Large language models struggle to produce correct code on the first attempt for complex tasks. Condor introduces a non-execution-based discriminator that combines embedding-level contrastive learning with data-level augmentation from intermediate edits to detect subtle code differences, and it is trained and evaluated on the CodeNanoFix dataset alongside standard code-generation benchmarks. Results show Condor significantly improves discrimination metrics and Pass@1 across multiple models and datasets, and ablations confirm the value of both proposed strategies. This approach offers a practical, flexible discriminator that enhances reliability of LLM-based code generation without requiring execution environments.

Abstract

LLMs demonstrate significant potential across various software engineering tasks. However, they still face challenges in generating correct code on the first attempt when addressing complex requirements. Introducing a discriminator to select reliable outputs from multiple generated results is an effective way to enhance their reliability and stability. Currently, these discriminators fall into two categories: execution-based discriminators and non-execution-based discriminators. Execution-based discriminators face flexibility challenges due to difficulties in obtaining test cases and security concerns, while non-execution-based discriminators, although more flexible, struggle to capture subtle differences in code details. To maintain flexibility while improving the model's ability to capture fine-grained code details, this paper proposes Condor. We first design contrastive learning to optimize the code representations of the base model, enabling it to reflect differences in code details. Then, we leverage intermediate data from the code modification process to further enrich the discriminator's training data, enhancing its ability to discern code details. Experimental results indicate that on the subtle code difference dataset (i.e., CodeNanoFix), Condor significantly outperforms other discriminators in discriminative performance: Condor (1.3B) improves the discriminative F1 score of DeepSeek-Coder (1.3B) from 67% to 73%. In discriminating LLM-generated outputs, Condor (1.3B) and Condor (110M) raise the Pass@1 score of Meta-Llama-3.1-Instruct (70B) on the CodeNanoFix dataset from 52.64% to 62.63% and 59.64%, respectively. Moreover, Condor demonstrates strong generalization capabilities on the APPS, MBPP, and LiveCodeBench datasets. For example, Condor (1.3B) improves the Pass@1 of Meta-Llama-3.1-Instruct (70B) on the APPS dataset by 147.05%.

Paper Structure

This paper contains 42 sections, 13 equations, 4 figures, 5 tables.

Figures (4)

  • Figure 1: An example illustrates how humans write correct code through thinking, and how models rely on a discriminator to select the correct code. The upper section illustrates the interaction with the code evaluation system, where the user attempts to submit the code twice. The lower section displays the correct code selection by a discriminator, where the model may not be able to generate the correct answer on its first attempt. Thus, it is necessary to employ a discriminator to enhance the reliability of the generated outputs.
  • Figure 2: The Condor overview consists of two main components: contrastive learning at the embedding level to capture code details (upper section), and data-level augmentation through intermediate code, which supplements code details that are not recorded in existing datasets (lower section).
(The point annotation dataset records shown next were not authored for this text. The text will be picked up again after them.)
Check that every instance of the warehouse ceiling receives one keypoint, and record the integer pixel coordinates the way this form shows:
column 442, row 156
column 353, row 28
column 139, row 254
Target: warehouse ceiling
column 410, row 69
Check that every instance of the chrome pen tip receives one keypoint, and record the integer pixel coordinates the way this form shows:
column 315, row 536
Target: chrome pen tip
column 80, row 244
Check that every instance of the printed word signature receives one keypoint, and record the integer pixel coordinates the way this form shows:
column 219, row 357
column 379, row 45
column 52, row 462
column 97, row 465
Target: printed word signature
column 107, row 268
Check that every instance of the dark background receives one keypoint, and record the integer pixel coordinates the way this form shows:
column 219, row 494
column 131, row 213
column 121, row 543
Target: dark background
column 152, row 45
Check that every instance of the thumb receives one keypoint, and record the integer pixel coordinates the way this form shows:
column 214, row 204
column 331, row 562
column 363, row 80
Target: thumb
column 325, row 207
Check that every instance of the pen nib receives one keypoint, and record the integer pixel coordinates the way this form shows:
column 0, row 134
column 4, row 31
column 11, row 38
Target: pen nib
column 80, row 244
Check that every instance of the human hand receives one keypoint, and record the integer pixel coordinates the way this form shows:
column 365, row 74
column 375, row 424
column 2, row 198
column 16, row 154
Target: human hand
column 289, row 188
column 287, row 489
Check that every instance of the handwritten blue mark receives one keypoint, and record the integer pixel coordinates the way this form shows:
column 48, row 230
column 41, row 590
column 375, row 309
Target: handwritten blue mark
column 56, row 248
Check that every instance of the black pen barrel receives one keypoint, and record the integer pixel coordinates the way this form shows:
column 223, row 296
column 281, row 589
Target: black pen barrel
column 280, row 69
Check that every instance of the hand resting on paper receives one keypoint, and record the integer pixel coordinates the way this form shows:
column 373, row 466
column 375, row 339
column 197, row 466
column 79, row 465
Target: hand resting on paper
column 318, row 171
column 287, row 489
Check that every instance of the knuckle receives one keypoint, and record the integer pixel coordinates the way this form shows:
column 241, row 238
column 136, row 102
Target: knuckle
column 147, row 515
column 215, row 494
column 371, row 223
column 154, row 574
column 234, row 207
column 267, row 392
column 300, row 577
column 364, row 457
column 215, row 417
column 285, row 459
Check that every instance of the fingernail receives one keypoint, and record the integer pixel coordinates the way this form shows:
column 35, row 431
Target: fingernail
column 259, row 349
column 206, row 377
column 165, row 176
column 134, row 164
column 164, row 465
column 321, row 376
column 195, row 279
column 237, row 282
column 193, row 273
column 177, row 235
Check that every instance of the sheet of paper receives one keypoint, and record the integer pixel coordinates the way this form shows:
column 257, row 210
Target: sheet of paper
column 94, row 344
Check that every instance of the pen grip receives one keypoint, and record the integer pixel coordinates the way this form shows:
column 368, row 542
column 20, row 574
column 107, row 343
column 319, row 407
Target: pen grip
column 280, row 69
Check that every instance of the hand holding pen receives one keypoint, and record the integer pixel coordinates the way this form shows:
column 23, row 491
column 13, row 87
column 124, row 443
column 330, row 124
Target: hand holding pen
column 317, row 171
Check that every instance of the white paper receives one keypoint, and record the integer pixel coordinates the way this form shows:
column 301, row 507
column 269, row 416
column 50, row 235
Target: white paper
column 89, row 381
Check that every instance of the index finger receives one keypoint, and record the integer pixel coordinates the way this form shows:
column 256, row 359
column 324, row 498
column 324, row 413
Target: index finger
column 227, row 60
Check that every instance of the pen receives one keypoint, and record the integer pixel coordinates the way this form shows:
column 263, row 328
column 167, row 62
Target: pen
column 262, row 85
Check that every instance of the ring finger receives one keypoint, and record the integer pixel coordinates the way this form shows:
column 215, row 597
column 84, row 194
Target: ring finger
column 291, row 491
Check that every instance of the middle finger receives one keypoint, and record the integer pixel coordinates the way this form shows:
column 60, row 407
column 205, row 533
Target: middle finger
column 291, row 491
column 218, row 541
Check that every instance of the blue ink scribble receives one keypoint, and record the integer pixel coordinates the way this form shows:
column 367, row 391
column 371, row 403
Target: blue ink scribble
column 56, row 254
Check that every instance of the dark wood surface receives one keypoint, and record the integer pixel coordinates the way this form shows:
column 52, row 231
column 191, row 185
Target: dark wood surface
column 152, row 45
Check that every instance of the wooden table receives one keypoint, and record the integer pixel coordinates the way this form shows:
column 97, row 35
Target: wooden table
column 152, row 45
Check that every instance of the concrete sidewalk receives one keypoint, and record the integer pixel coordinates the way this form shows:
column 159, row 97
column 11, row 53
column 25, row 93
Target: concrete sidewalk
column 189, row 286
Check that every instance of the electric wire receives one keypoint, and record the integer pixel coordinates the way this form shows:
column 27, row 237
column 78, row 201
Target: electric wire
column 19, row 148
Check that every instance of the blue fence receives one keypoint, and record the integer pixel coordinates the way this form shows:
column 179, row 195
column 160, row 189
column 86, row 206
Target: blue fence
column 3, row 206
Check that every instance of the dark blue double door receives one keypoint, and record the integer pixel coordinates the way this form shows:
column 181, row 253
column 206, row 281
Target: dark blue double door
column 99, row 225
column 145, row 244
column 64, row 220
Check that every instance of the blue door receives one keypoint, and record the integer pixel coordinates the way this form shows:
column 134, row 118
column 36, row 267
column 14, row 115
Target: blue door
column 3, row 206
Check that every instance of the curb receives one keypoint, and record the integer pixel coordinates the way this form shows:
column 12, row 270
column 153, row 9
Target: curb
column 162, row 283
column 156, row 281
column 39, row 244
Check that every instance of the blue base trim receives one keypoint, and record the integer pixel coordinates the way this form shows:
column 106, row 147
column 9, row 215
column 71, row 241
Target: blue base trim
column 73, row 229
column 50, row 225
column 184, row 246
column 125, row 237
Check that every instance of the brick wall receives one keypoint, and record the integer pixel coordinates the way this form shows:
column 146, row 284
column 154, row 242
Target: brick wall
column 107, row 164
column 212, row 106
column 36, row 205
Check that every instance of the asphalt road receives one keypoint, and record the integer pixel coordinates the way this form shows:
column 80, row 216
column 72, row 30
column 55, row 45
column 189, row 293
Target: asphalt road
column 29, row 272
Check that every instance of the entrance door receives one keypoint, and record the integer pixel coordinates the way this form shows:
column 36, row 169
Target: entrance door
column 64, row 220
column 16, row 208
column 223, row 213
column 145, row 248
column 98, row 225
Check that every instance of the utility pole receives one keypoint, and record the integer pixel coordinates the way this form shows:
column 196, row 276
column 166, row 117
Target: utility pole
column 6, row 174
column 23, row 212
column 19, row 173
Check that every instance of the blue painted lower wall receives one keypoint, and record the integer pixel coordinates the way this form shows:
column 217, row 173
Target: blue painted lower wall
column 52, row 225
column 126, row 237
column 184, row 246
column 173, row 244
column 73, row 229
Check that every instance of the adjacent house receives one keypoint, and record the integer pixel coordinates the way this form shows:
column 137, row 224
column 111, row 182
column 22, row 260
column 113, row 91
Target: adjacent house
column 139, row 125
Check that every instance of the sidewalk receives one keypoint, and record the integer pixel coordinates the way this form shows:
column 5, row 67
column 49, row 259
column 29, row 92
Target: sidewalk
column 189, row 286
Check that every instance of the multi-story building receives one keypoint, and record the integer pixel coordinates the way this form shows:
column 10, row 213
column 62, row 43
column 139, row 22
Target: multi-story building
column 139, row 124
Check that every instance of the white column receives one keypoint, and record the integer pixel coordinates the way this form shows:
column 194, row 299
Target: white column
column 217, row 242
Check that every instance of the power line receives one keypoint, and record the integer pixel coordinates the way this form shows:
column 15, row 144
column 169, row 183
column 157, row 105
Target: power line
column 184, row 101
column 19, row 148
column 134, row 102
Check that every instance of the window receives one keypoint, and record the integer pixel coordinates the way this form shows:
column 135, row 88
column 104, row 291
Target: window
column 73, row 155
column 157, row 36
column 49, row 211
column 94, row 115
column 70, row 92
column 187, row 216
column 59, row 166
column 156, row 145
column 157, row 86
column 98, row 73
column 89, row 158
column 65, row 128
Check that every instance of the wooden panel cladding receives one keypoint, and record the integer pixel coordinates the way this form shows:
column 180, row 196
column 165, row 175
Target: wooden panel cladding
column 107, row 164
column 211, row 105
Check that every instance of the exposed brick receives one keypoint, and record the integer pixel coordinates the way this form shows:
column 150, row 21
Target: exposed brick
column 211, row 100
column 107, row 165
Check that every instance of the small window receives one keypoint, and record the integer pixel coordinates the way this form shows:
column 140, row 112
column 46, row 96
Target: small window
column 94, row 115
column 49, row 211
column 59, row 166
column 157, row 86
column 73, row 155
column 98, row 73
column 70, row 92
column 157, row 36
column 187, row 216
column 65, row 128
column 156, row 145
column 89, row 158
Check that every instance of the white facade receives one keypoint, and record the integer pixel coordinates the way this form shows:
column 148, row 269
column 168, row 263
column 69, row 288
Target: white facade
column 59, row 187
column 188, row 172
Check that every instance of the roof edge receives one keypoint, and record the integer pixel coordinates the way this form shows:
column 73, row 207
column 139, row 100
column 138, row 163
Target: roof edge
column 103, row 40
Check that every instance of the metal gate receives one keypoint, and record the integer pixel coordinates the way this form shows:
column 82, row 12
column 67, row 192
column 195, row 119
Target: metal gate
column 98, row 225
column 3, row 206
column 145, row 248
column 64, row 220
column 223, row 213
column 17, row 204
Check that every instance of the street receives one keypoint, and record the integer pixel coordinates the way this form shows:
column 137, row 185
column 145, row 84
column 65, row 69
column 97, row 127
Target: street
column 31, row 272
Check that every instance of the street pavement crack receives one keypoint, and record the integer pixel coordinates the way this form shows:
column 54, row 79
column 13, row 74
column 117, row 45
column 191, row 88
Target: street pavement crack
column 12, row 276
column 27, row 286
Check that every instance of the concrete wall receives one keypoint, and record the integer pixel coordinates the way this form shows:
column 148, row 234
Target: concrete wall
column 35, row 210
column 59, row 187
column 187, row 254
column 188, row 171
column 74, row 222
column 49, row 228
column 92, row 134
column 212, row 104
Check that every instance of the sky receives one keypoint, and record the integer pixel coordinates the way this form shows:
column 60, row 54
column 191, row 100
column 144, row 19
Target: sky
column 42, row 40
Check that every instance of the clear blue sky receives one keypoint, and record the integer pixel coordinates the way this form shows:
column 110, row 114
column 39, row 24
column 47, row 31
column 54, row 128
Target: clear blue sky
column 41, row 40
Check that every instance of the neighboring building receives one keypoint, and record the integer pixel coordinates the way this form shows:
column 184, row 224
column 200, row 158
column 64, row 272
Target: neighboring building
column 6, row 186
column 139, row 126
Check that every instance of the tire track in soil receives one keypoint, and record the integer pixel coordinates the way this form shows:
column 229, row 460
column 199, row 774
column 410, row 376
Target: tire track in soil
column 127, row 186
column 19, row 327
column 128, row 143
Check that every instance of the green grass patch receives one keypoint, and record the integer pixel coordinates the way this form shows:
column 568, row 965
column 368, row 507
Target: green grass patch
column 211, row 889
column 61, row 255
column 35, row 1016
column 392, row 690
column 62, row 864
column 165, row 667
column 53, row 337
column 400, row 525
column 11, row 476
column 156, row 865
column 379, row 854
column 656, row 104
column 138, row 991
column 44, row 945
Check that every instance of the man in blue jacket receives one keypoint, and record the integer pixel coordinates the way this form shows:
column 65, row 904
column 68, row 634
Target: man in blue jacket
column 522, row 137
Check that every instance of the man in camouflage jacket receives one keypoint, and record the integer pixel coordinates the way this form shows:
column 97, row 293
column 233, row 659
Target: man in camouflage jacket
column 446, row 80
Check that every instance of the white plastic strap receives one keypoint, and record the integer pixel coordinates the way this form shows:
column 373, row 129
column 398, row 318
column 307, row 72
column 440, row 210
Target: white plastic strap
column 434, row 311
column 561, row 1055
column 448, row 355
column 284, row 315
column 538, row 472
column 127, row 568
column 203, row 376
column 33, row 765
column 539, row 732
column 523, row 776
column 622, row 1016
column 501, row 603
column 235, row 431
The 'C' denotes the correct code that passes all test cases, while 'E' indicates the error code that fails some test cases.
  • Figure 3: Case studies showing Condor’s ability to recognize correct solutions and detect errors in code.
  • Figure 4: Illustration of the impact of contrastive learning on code representations. The first three subplots show the 2D embeddings of code after training for 1 epoch (top left), 5 epochs (top right), and 40 epochs (bottom left). The bottom right subplot illustrates the changes in the average distance between correct code snippets and between error and correct code snippets as the number of training epochs increases.